I think "Phase" in "Phase 1" and "Phase 3" refer to phases of the 1000 genomes project. I would consider both of those "VCF" (although the version of the VCF standard you might come across for Phase 1 data might be different than that for Phase 3 data). There are two other formats that I come across with any real frequency:

  • Plink/PED, plink's binary file format is maybe slightly less common than vcf, but still quite common.
  • BCF or Binary VCF. Supposed to have better performance characteristics compared to VCF (also supported by bcftools, the successor to vcftools)

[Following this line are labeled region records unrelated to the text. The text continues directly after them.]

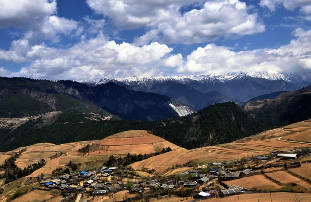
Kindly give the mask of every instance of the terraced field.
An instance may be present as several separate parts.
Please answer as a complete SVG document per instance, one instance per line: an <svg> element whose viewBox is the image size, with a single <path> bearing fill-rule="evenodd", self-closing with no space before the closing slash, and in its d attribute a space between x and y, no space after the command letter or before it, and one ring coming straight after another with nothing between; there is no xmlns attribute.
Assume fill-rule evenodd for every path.
<svg viewBox="0 0 311 202"><path fill-rule="evenodd" d="M311 119L291 124L283 128L268 130L230 143L171 152L134 163L131 165L137 170L145 167L154 169L156 173L162 173L173 165L182 165L190 160L198 162L212 163L239 159L242 157L260 156L275 151L305 148L311 146L308 142L311 140L310 130ZM161 171L158 170L160 169Z"/></svg>

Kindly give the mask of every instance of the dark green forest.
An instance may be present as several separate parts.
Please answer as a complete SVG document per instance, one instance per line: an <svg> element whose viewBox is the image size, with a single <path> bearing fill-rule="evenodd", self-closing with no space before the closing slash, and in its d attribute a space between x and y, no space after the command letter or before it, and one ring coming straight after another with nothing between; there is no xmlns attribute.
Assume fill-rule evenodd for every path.
<svg viewBox="0 0 311 202"><path fill-rule="evenodd" d="M181 147L192 149L229 142L262 130L251 117L233 102L210 106L193 115L162 122L120 120L94 121L85 115L65 112L54 123L39 127L41 119L31 120L15 130L0 130L0 151L40 142L57 144L99 140L130 130L144 130Z"/></svg>

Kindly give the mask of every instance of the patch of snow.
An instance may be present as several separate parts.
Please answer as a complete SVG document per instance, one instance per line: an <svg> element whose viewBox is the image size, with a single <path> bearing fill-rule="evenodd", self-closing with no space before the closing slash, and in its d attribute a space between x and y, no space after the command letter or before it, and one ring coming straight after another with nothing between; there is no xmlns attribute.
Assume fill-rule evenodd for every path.
<svg viewBox="0 0 311 202"><path fill-rule="evenodd" d="M187 106L176 106L172 103L170 103L169 106L172 107L175 111L177 112L180 117L192 114L195 112L195 111L193 111L190 107Z"/></svg>

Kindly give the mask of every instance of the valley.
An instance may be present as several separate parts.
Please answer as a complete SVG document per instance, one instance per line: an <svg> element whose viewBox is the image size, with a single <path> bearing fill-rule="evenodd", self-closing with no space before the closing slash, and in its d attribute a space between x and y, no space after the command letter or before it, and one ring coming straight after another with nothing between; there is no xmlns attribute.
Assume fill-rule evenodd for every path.
<svg viewBox="0 0 311 202"><path fill-rule="evenodd" d="M271 153L273 153L273 152L276 152L276 151L279 153L281 152L282 151L293 151L293 150L296 148L301 148L304 150L310 148L311 143L308 140L311 139L311 137L309 137L311 135L310 132L311 132L311 120L309 119L281 128L266 131L231 143L187 150L174 145L159 137L149 134L147 131L133 130L117 133L101 140L76 142L60 145L39 143L1 153L0 159L1 161L1 163L3 164L6 159L14 153L20 153L20 155L16 158L15 163L21 168L26 167L35 163L38 163L42 161L41 159L44 159L45 163L42 168L16 180L16 182L19 182L18 183L26 184L29 183L27 181L29 180L31 177L33 179L37 176L44 176L46 181L49 181L50 177L55 176L55 175L56 173L55 173L55 171L57 171L58 172L62 171L60 173L63 173L63 171L66 168L68 167L69 165L73 164L77 165L76 169L78 171L89 171L94 170L93 169L98 171L98 169L99 169L99 172L97 173L98 174L96 175L100 176L100 173L100 173L100 168L111 158L112 156L115 156L116 159L118 158L124 158L123 159L125 159L127 156L128 157L128 155L130 156L152 154L157 152L160 152L162 148L169 147L171 149L171 151L169 152L151 156L144 160L130 164L130 168L132 168L135 171L134 172L136 174L132 173L133 171L121 169L119 167L120 166L120 164L115 164L115 166L117 166L119 167L118 171L123 170L125 173L125 176L127 177L125 178L123 177L120 178L121 173L120 172L121 171L116 172L116 170L113 173L113 173L109 174L110 178L101 177L101 178L103 180L105 179L106 183L109 182L108 185L111 183L112 186L122 186L122 185L120 184L121 181L123 182L122 183L124 183L124 185L123 186L125 186L126 184L129 184L131 180L135 178L136 179L135 180L137 182L142 180L145 182L144 183L152 179L157 179L163 182L161 182L161 184L162 184L162 183L165 184L165 180L169 181L170 178L175 179L178 177L178 178L182 179L183 177L189 177L188 179L190 179L191 176L192 176L193 174L187 177L187 176L188 176L187 175L189 174L183 174L193 169L198 174L206 172L203 170L205 171L204 169L207 168L210 172L213 171L213 169L215 168L217 169L216 170L222 170L221 169L225 170L224 168L228 168L228 165L231 163L230 162L232 162L232 166L230 166L229 167L234 168L236 171L241 171L240 169L245 169L250 167L252 168L252 172L250 175L249 174L249 175L243 176L241 178L238 177L236 179L229 179L228 178L228 177L226 177L227 174L230 173L227 171L226 171L225 174L224 173L223 174L225 177L224 179L222 178L223 177L217 175L216 178L213 179L213 178L209 178L209 177L212 177L213 176L211 175L210 173L207 175L204 174L203 176L209 177L210 182L215 182L203 183L198 188L199 190L201 190L205 187L213 189L214 183L216 183L216 181L215 180L219 178L218 180L220 180L220 181L222 183L221 184L224 184L227 188L233 185L236 185L252 190L253 193L256 191L263 192L260 194L261 197L263 197L262 199L269 198L267 196L267 194L269 195L269 194L265 193L267 191L291 191L303 192L306 194L288 193L286 194L288 195L287 197L287 199L289 198L294 199L296 196L298 196L302 200L302 201L304 201L304 200L307 200L310 197L309 194L307 193L311 192L311 176L309 174L308 172L306 172L310 169L310 166L309 163L305 163L310 160L308 160L310 159L309 157L310 154L301 155L298 159L282 160L273 157L276 154L273 156L271 155ZM82 148L88 148L88 150L86 152L79 152L79 150L81 150ZM255 160L258 156L267 156L266 159L268 159L268 160ZM242 162L244 163L241 164ZM299 162L300 166L293 168L286 167L286 165L292 164L294 162ZM200 166L202 165L203 166ZM204 166L204 165L206 166ZM216 166L216 165L218 165ZM280 166L280 165L282 165ZM52 174L53 173L55 174ZM131 175L134 176L128 178ZM183 177L182 175L186 175ZM51 178L52 179L51 180L55 177L54 177ZM57 178L59 178L59 177L58 177ZM127 177L128 179L126 179ZM112 179L112 178L119 179L119 180L121 181L118 182L118 181L115 181ZM123 178L124 179L122 179ZM182 186L181 186L180 185L177 184L174 182L173 180L173 182L170 182L169 184L174 185L177 188L172 190L170 195L178 194L176 192L181 192L185 189L185 187L183 188ZM256 183L254 183L254 182ZM36 182L36 183L38 183ZM131 183L135 184L135 182ZM4 194L3 195L4 198L1 198L2 199L5 199L6 196L10 196L10 194L16 192L16 190L20 189L16 187L15 184L16 184L15 183L11 182L1 186L4 190ZM40 186L37 187L38 184L31 184L31 186L34 187L40 187ZM85 187L88 189L89 186L87 186ZM219 187L224 187L220 186ZM237 196L236 195L226 197L223 199L218 198L218 197L221 197L222 194L221 194L221 189L219 187L217 189L218 193L217 201L222 201L222 200L228 200L227 199L231 199L230 200L235 201L234 200L237 199ZM226 189L225 187L222 188ZM151 188L145 188L143 191L145 194L143 195L130 194L128 193L128 191L121 191L120 193L117 191L116 194L117 193L120 194L123 192L122 192L123 194L121 194L122 196L126 196L126 197L128 198L131 197L133 198L138 197L137 199L140 197L143 198L144 196L155 194L155 192L153 192L152 189L150 189ZM191 191L192 193L191 194L194 194L193 193L195 192L196 190L196 188L188 189L190 189L189 190L192 190ZM53 190L57 191L58 190L50 188L47 191L45 191L45 192L44 192L45 194L40 194L46 195L46 197L44 197L46 198L43 198L47 200L51 198L51 200L47 200L47 201L48 202L53 202L53 199L55 199L59 200L60 198L53 196L55 196L55 193L53 194L53 192L51 192ZM163 194L164 193L162 192L163 190L162 191L160 191L159 190L158 191L160 192L156 194L160 193ZM28 191L29 193L27 194L28 195L25 196L32 196L32 197L27 197L28 198L34 197L34 193L36 193L36 192L37 192L37 191L31 191L30 192ZM282 200L284 194L280 194L277 192L273 193L272 196L274 197L273 201ZM254 193L245 195L241 194L239 197L241 200L247 200L247 199L249 199L248 197L257 197L258 194L256 194ZM105 196L106 196L104 198L108 201L112 199L111 197L112 195L108 194ZM26 199L23 197L20 198L22 200L21 201L24 201L23 200L25 200L22 199ZM99 201L98 200L102 199L101 196L94 196L93 197L94 197L94 200L95 200L94 201ZM229 198L227 198L227 197ZM119 199L121 201L122 200L122 197ZM207 201L212 200L214 199L208 199Z"/></svg>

After those two I'd put the formats that are what you might call "intermediate maturity":

  • gds is a an excellent file format used by the equally excellent, well documented SeqArray/SNPRelate R packages. It doesn't seem to have wide adoption outside the University of Washington.
  • The python package scikit-allel has an HDF5-based format that's also great. I don't think anyone has written an R wrapper to the library (although it should be pretty easy given how cross-platform HDF5is; in theory it should be easy to read HDF5 data in pretty much any language)
  • bgen is the format used for the UK-biobank genotypes. It looks like a pretty cool format, but seems to be the effort of one person. There is an R package for working with bgen data but it's pretty primitive. I believe plink also supports bgen.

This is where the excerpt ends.